Now, with the country facing a $14.3 trillion debt and the public growing tired of the wars, the GOP presidential field — which Mr. Paul says represents different variations of the status quo — is borrowing his 2008 campaign playbook by calling for a return to the Constitution, deep spending cuts and a rethinking of how the U.S. military is used.

Most polls of declared candidates place him third in the GOP field, behind former Massachusetts Gov. Mitt Romney and Minnesota Rep. Michele Bachmann. His latest fundraising report, meanwhile, placed him in a tight battle for second in the money chase after pulling in $4.5 million during the three-month period that ended in June.

On Tuesday, Mr.
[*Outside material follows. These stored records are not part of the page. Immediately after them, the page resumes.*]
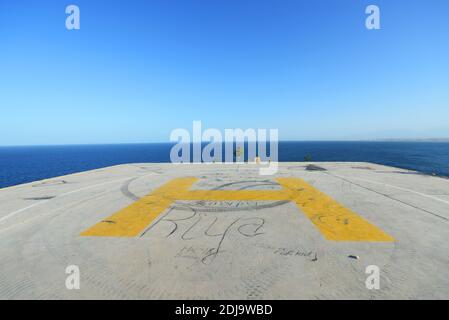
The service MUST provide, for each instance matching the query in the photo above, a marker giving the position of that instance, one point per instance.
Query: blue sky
(139, 69)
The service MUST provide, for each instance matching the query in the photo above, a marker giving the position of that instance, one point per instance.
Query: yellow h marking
(332, 219)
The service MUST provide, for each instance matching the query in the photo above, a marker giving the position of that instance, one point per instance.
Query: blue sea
(26, 164)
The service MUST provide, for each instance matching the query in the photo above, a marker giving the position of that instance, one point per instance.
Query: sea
(23, 164)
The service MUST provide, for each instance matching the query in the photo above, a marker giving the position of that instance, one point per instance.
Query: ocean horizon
(24, 164)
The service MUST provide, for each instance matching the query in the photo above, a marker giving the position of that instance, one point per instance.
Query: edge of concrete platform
(222, 163)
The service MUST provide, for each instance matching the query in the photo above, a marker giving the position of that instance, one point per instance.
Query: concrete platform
(227, 233)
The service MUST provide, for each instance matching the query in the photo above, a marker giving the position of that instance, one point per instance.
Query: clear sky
(136, 70)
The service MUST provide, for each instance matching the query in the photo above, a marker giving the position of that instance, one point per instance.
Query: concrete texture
(225, 249)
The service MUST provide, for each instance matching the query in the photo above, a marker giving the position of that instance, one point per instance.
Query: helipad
(164, 231)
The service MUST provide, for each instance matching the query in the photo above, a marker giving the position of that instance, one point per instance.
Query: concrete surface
(268, 243)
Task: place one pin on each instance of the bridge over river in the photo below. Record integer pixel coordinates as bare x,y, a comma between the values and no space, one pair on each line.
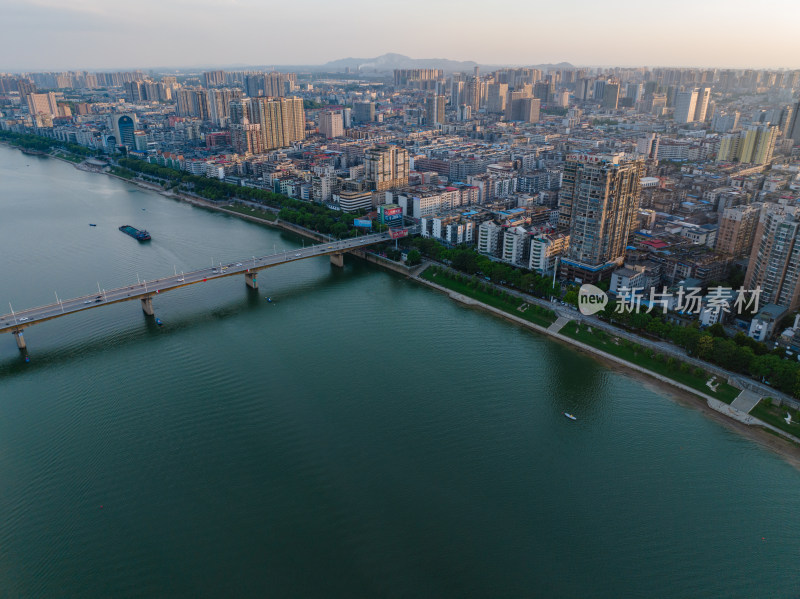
17,320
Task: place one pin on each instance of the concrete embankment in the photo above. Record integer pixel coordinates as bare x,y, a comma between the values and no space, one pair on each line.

Paul’s chances in Iowa received another boost after he received a ringing endorsement from Corey Adams, chairman of the Story County Republican Committee, which covers the city of Ames, home to the much-anticipated Aug. 13 straw poll.
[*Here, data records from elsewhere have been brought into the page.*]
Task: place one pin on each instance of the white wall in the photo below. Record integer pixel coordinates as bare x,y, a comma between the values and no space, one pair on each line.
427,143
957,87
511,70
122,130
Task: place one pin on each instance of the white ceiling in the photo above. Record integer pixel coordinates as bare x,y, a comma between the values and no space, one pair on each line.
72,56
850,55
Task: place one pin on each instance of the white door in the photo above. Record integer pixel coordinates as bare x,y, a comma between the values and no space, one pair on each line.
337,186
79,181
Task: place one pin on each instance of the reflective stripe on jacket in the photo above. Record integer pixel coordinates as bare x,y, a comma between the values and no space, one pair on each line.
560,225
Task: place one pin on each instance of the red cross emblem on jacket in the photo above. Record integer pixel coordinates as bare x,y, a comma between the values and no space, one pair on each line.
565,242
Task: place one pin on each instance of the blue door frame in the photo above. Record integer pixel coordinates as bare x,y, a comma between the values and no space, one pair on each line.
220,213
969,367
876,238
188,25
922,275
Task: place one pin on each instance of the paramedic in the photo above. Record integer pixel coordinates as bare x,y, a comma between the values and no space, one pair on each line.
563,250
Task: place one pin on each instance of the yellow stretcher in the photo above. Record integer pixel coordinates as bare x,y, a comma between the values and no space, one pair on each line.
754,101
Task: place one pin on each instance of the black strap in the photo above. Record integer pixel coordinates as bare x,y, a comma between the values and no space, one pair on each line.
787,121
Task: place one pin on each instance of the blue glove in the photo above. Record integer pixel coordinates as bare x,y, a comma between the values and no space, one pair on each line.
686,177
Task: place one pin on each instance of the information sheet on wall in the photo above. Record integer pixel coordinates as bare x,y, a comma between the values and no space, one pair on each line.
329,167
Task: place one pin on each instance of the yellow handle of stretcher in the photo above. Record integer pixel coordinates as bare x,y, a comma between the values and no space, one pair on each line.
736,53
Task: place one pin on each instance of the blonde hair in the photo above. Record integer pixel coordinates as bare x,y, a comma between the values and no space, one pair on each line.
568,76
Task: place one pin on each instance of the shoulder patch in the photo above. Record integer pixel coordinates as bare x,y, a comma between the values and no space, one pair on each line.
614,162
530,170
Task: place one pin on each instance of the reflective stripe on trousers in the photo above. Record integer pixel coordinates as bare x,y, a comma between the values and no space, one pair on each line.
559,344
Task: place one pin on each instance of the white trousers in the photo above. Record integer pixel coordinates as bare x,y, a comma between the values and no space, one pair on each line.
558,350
If this is the 75-year-old’s last presidential campaign, it raises the question of who will carry the torch when he bows out. Some say it would be his son, Rand Paul, the freshman senator from Kentucky who flirted with a presidential run before his father entered the race. Others point to former New Mexico governor and presidential candidate Gary Johnson, who was the leading libertarian in the field before the elder Mr. Paul entered the race.

“Of course, you always run to win, and I have lost some races, but I never felt like it was wasted effort because my goals in life have always been not to seek power, but certainly not to shy away from having influence. So, as long as there is a way to present some views that influence people, I get some satisfaction out of that.”

“But,” he said, “you get a lot more when you win.”